Growing up, I was exposed to the word “love” from the opposite sex at an early age. The first boy to say “I love you” to me without literally peeing his pants was in fourth grade. He even made an attempt to kiss me and my response was to push him off the playground platform.
I had my first “real” boyfriend in eight grade. He passed me notes in class, he held my hand, and we even went on vacation together (well, it was more like a school trip). I didn’t realize how serious he thought it was until it turned into summer and we were both going to be attending different high schools. He looked into my eyes and told me he loved me. I laughed. The next week he had made out with one of my girlfriends and from what I heard, they happily dated throughout high school.
This process became sort of a pattern. I dated a lot of boys, and I did like them and I wanted to be in love, but what sort of movies and TV shows were these guys watching?! I even had one boyfriend tell me he “loved” me while watching “A Walk To Remember.” I’m pretty sure that he shed a tear in that movie too. I guess that answers my question.
For a while, I tried to force myself to love someone. I tried saying “I love you” back to a couple, but usually that conversation was the same one as me breaking up with them…”I love you too, but I don’t think this is going to work.”
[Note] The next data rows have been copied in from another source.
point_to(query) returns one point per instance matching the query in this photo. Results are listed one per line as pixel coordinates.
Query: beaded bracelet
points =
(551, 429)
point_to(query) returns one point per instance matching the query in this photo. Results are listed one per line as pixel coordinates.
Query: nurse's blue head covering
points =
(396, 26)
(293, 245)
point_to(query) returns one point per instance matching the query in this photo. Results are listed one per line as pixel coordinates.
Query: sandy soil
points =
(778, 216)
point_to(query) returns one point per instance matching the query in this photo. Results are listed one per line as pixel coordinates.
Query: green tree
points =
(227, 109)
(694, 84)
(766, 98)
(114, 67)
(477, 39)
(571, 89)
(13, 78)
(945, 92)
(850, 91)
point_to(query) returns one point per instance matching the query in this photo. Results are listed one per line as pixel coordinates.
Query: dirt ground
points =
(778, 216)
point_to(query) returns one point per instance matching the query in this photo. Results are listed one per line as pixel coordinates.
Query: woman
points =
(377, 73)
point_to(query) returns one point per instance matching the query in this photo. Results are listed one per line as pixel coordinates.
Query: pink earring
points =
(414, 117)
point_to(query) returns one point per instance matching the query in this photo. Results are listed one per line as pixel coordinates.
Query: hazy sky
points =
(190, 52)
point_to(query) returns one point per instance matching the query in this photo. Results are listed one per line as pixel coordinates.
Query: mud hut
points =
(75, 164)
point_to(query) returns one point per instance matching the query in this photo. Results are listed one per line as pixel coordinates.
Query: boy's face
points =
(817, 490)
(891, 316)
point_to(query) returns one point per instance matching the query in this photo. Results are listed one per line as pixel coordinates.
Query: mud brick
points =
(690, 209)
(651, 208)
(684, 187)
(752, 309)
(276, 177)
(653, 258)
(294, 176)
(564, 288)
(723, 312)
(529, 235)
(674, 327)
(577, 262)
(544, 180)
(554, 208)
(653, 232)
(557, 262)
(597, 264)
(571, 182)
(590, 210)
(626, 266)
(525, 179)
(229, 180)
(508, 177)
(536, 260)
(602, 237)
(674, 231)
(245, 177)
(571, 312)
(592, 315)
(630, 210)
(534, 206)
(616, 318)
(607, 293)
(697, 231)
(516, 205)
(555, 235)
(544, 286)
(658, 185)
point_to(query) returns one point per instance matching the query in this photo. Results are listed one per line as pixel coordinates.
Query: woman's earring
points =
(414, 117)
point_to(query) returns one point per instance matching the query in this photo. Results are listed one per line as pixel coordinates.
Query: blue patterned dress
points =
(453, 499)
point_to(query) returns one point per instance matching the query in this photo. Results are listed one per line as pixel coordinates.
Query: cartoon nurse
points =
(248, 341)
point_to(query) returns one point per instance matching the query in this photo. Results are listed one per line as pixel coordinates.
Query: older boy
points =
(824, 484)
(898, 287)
There was one my senior year of high school, that I actually really did like. It was the only relationship of mine where I didn’t break up with the guy after two months. I had spent the entire summer with him and surprisingly when he said “I love you” to me, I said it back. I kept telling myself that I did and why not? He was a great guy. But just starting college, I did not want a serious relationship. I broke up with him, and good thing I did, because he ended up being a bit unstable (aka driving up to my college to give me a box of ripped up pictures with a picture of my mom taped to the box with words that said that she was the only person who will ever care about me now!) Better I found out then than later.
I was over trying to find love or a boyfriend. I was young and I decided that all the propaganda about love did no good anyway. I was even skeptical that I will ever love someone or care about somebody to that extent.
But I guess love is like shopping. When I go to the mall specifically to buy new jeans, I can never find it or I end up settling for ones I never end up wearing. The next week, I can go back to the mall not looking for jeans and then you find that pair that just fits you perfectly.
Well, when I did decide to stop looking for a relationship, to stop looking for love, he kind of just happened. When he said “I love you,” there were no gimmicks, no cheesy movie scenes, no laughing, no pushing, and definitely no shoeboxes. And because I had wanted to say it before he even said it, I couldn’t have forced myself to keep it in. It’s just that. When you aren’t looking for it, you will find it. And this I believe.